Malaysia’s political sentiments that are predominantly coloured by race and religion need to change if we are to make any progress. There are serious issues: worsening inequality and youth unemployment, persistent gender inequalities, increasingly sticky intergenerational upward mobility, loss of national competitiveness and, of course, a tenuous national unity — all of which require vigorous debate and our collective strength to overcome.

We cannot resolve any of these issues if the racial lenses are not removed. It is obvious that an economically sub-optimal policy framework that always seeks second best solutions will quickly find itself on a path towards mediocrity. That has happened to many public institutions in the country and one of the most urgent agenda is to rebuild and enhance these institutions.

Malaysia’s Covid-19 response thus far has been earnest but lacks coherence and therefore, a much broader ambition. Much of it has been short term in perspective, a necessary focus to be sure, but lacking both transformative initiatives for firms as well as how the government conducts fiscal policy.

It could have taken the opportunity when providing relief to those affected by the pandemic to redefine the overall social safety net programmes and, by extension, reforming parts of the civil service delivery system as well. It could reprioritise the target groups of such policy and sharpen policy tools themselves. The use of taxation policies instead of the expenditure side to incentivise firms with fiscal incentives to invest or spend in particular ways should be more prevalent.

A major structural issue in Malaysia is the low level of female labour force participation rate (LFPR) despite their higher educational attainment, and the high level of attrition of women in the workplace. Improving LFPR for women, which will expand economic capacity and contribute to higher household income, should be a policy priority.

This is directly related to the policy on children, from ensuring a sufficient diet for them to making available proper childcare at the workplace — a main reason why working mothers exit the labour force. Much more resources have to be allocated here. It was not something emphasised in the Covid-19-related packages despite women bearing the brunt of the pandemic, hence the need to thoroughly review and reform all existing programmes.
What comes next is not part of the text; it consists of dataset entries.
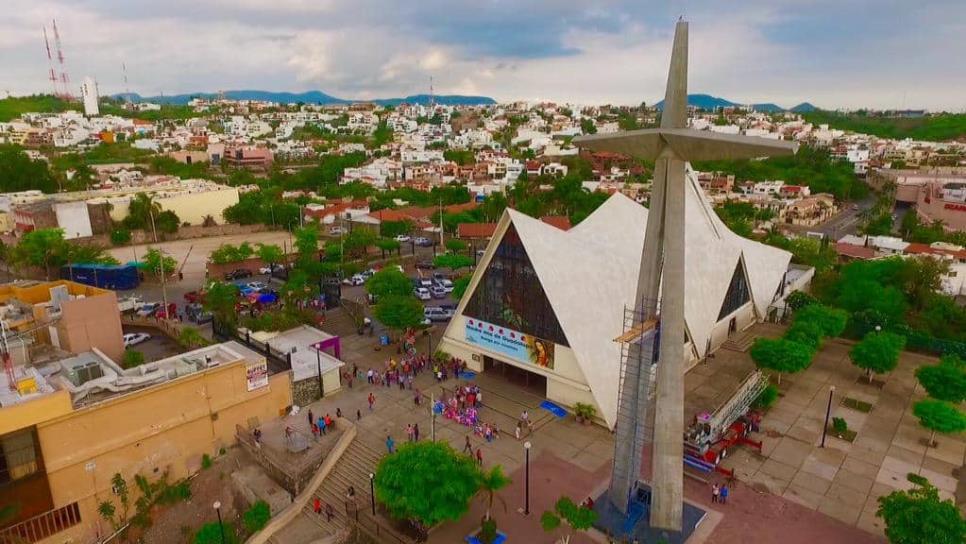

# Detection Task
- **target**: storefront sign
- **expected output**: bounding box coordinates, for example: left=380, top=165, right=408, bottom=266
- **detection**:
left=465, top=318, right=555, bottom=369
left=944, top=203, right=966, bottom=212
left=246, top=360, right=269, bottom=391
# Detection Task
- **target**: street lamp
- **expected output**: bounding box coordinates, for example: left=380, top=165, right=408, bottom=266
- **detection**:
left=315, top=345, right=324, bottom=399
left=369, top=472, right=376, bottom=516
left=821, top=385, right=836, bottom=448
left=213, top=501, right=225, bottom=544
left=875, top=325, right=882, bottom=334
left=523, top=441, right=532, bottom=515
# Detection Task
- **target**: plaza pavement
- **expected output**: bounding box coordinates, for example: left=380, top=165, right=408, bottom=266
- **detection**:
left=710, top=323, right=964, bottom=538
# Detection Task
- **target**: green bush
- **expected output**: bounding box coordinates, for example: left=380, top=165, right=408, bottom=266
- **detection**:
left=752, top=384, right=779, bottom=409
left=157, top=481, right=192, bottom=505
left=201, top=454, right=213, bottom=470
left=110, top=228, right=132, bottom=246
left=785, top=320, right=825, bottom=349
left=122, top=349, right=145, bottom=369
left=832, top=417, right=848, bottom=434
left=194, top=521, right=238, bottom=544
left=479, top=518, right=498, bottom=544
left=242, top=500, right=271, bottom=534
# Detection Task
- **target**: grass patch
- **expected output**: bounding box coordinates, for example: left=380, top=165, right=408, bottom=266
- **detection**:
left=827, top=426, right=857, bottom=442
left=841, top=397, right=874, bottom=413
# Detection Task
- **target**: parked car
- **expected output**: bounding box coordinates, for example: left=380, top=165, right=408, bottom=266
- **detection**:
left=122, top=332, right=151, bottom=347
left=136, top=302, right=161, bottom=317
left=476, top=249, right=485, bottom=258
left=434, top=278, right=454, bottom=293
left=224, top=269, right=252, bottom=280
left=185, top=303, right=213, bottom=324
left=394, top=234, right=411, bottom=243
left=416, top=277, right=432, bottom=288
left=343, top=274, right=366, bottom=286
left=430, top=285, right=447, bottom=299
left=414, top=237, right=433, bottom=247
left=155, top=303, right=177, bottom=320
left=439, top=304, right=457, bottom=318
left=415, top=260, right=435, bottom=270
left=329, top=226, right=346, bottom=235
left=423, top=306, right=450, bottom=322
left=414, top=287, right=431, bottom=300
left=259, top=263, right=284, bottom=274
left=183, top=291, right=203, bottom=304
left=246, top=281, right=267, bottom=292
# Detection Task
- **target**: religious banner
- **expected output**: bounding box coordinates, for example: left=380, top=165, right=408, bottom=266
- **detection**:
left=246, top=359, right=269, bottom=391
left=465, top=318, right=554, bottom=369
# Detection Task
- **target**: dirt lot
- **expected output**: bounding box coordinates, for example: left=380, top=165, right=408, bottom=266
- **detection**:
left=140, top=447, right=262, bottom=544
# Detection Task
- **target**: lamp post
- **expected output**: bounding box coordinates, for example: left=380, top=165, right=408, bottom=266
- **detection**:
left=213, top=501, right=225, bottom=544
left=875, top=324, right=882, bottom=334
left=369, top=472, right=376, bottom=516
left=523, top=441, right=532, bottom=515
left=315, top=344, right=324, bottom=399
left=821, top=385, right=836, bottom=448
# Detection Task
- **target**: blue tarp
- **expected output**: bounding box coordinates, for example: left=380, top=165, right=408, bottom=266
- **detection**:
left=539, top=400, right=568, bottom=418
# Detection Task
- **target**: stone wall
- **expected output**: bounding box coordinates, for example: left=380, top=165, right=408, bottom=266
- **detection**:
left=292, top=377, right=322, bottom=408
The high youth unemployment is another serious issue that requires deeper thinking. The government has already spent on the supply side of this equation; unemployment can be due to the lack of aggregate demand or the absence of demand altogether for these resources, in which case, it is a supply quality issue.

This goes back to the agenda on institutional reforms. If it is the lack of aggregate demand, then the immediate focus should be on breaking new ground to support new industries, be they related to the conservation and sustainability agenda or food for example. It must also involve manufacturing of some sort as the much-touted services-oriented knowledge industries do not really create many jobs and do not have the extensive value chains that manufacturing does.

Finally, a few words on the revenue side of public finance. Government revenue as a percentage of GDP has been declining and the level of public debt has been rising, which is clearly an unsustainable trajectory. Increasing taxes at this juncture is a dampener for the recovery, but broadening the reach of the existing tax structure is an option that should be pursued.

As with women’s LFPR, formalising the sizeable grey economy should also be a high priority. The much maligned and poorly implemented Goods and Services Tax was a tool to do exactly that and warrants a serious look again.

Biden rose above partisanship to put the country’s interests ahead of anything else. It is about seizing the moment to do the right things at the right time, just like how a politician from the American South like Johnson spearheaded the civil rights movement in the US. Political leaders are remembered for when they strive to make things better for others, not when they seek self-preservation. It is not even about whether they are successful at it. It is about doing the right things at the right time.